On the morning of February 2, my wife Jan and I flew to Las Vegas in order to attend the 40th annual Safari Club International convention. Recognized as the largest rendezvous for hunters, hundreds of professional outfitters from Australia to the Antarctic gravitated to Sin City in order to present hunting opportunities unique to their parts of the world to the thousands of ardent hunters in attendance.
We spent our first evening surfing the Strip, enjoying the various sites and diversity of people who visit this surreal place. While walking around, I couldn’t help but notice the pastel, gray-colored mountains to the west—the mountains I hope to one day complete my grand slam for sheep as a healthy population of desert sheep inhabits these mountain ranges. I have 13 preference points that will or should augment my chance of drawing one of those coveted permits in the near future.
The following morning we were anticipating the 9 a.m. opening on the upper level of two floors containing around a thousand artfully decorated hunting and fishing booths manned by experts eagerly anticipating visits by both old and potentially new clients.
Our first stop was at the Bubye Valley Conservancy booth where we visited with our good friend Brent Hein. We hunted with Brent on the Matetsi Unit One outside of Victoria Falls back in 2005, and just last year we spent 15 days on the Bubye where Brent and I teamed up on a huge leopard and outstanding Cape buffalo, while Jan, daughter Nan, and her husband Paul successfully collected a variety of plains game.
Our safari was so successful, and more importantly memorable, we rebooked for a second trip to the Bubye in May, 2012, when I will again pursue Cape buffalo and the beautiful yet rare nyala.
Following an enjoyable reunion, we initiated our search for unique hunting opportunities that would generate even more outdoor memories in our future.
As we negotiated our way through the numbered aisles, it was hard not to pause periodically to admire the amazing talent of today’s taxidermists ostentatiously displayed by the various life-like mounts from white wolves to the iconic African lion. The opportunity to view the amazing variety of mounts was worth the price of admission.
As we walked by a booth named Caza Hispanica, I couldn’t help but stop to admire the unique, life-size mounts of the Beceite and Gredos ibex they had on display. I have had a great desire to hunt ibex for several years now, but for some reason or other I have never hooked up with an outfitter or a place to pursue these majestic mountain ungulates. Fortunately, a knowledgeable young, English-speaking lady accompanied Vicente, the representative of Caza Hispanica, and before I knew it, we booked a hunt out of Madrid during March, 2013 for the largest Spanish ibex, the Beceite, and its cousin, the Gredos.

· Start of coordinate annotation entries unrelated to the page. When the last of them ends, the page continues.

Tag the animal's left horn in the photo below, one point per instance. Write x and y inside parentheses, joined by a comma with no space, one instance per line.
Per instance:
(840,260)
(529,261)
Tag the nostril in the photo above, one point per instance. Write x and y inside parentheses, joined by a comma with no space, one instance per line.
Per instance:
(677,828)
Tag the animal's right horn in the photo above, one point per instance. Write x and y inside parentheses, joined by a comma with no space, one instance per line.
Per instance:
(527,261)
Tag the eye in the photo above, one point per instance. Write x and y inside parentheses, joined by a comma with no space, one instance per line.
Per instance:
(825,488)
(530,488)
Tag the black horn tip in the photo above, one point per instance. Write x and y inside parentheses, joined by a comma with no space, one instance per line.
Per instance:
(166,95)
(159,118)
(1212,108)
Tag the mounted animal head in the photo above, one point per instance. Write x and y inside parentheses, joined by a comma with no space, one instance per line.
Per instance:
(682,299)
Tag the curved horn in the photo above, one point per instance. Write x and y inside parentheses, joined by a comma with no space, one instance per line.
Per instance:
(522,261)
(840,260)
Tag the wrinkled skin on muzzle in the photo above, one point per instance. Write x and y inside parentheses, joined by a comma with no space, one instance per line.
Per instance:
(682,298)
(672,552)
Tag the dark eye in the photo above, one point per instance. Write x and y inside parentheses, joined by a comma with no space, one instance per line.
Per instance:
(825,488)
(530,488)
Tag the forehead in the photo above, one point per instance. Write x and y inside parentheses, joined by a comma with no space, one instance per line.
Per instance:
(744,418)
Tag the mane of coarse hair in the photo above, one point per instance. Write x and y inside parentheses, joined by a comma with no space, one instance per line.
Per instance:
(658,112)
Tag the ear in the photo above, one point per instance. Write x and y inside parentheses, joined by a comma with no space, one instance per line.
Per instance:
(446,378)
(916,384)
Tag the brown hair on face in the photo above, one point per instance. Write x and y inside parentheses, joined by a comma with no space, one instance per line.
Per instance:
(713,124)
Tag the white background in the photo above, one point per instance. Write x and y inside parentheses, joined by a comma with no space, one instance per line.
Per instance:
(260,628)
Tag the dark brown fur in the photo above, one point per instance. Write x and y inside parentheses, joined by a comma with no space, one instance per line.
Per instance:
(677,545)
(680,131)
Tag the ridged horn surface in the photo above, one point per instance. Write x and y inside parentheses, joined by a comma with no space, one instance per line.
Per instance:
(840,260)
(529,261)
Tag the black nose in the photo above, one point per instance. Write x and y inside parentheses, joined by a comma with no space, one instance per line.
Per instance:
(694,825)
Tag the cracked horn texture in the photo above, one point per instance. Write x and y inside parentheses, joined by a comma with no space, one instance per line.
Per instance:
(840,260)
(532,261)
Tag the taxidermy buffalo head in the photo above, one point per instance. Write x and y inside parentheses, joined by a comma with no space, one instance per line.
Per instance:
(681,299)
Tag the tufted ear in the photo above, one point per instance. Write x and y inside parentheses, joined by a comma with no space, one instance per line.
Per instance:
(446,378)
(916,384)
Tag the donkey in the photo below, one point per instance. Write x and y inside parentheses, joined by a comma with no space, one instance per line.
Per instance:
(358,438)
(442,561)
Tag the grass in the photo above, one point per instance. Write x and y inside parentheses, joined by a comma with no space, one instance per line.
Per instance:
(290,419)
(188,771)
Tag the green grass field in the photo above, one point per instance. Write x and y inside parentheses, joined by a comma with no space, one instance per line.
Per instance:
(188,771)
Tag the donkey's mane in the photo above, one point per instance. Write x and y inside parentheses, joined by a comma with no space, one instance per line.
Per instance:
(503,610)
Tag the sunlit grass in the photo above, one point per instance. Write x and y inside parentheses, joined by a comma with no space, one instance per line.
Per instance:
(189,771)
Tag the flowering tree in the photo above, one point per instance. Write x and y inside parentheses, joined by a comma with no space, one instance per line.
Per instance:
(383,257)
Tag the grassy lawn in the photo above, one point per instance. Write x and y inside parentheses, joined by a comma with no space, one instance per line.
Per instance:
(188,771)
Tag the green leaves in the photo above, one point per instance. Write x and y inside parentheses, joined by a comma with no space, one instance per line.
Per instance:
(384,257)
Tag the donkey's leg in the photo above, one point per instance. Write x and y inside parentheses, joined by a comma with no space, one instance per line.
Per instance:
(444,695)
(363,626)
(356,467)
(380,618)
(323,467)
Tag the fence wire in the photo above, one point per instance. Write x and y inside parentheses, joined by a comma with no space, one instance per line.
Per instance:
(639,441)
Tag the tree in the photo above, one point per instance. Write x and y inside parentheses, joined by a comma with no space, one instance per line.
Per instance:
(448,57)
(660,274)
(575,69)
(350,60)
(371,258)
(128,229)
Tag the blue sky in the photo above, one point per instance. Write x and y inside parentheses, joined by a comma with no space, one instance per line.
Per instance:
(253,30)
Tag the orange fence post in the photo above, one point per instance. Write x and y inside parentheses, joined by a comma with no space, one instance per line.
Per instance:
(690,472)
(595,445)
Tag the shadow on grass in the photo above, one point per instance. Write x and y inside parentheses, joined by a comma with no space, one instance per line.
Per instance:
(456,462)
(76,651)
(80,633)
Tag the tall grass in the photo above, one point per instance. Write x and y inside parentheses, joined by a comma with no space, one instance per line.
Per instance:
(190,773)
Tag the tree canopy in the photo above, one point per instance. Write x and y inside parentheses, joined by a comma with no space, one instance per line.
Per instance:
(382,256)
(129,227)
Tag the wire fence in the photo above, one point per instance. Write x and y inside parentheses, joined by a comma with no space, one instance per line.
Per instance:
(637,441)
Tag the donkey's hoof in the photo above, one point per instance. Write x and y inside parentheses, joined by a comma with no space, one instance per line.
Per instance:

Visiting with the folks from Spain was enjoyable, and booking a hunt with them was even more exciting, as I had had no intention of hunting in Spain. I didn’t even know of this hunting operation, which simply came together by chance, making it even more unique.
With six trips to Africa over the last nine years, we have acquired a number of good friends, thus another highlight to attending the convention is to catch up with old acquaintances which we did throughout our two-day stay.
Although we caught up with most of the folks on our short list to visit, we bumped into some others who were extremely pleasant surprises. Top of that list was the Honorable Jack Fields, an extremely close friend of mine as he was booking another elephant safari in Zimbabwe.
Overwhelmed by the fact that we would be pursuing ibex in Spain, we spent the last day simply cruising the booths, visually salivating over the beautiful mounts when I spotted a petite booth containing mounts of two species I have had the greatest appreciation for—Muntjac and Chinese water deer. The most unique aspect of these two members of the deer family is that they both have canines, sometimes called tusks, absent in the deer world. Intrigued, I visited with Kevin Downer, owner of Sporting Consultants, for close to an hour before once again we booked another hunt, thus time outside of London for these archaic holdouts, another adventure that may not have developed if it were not for the great hunters’ rendezvous that is the annual Safari Club convention.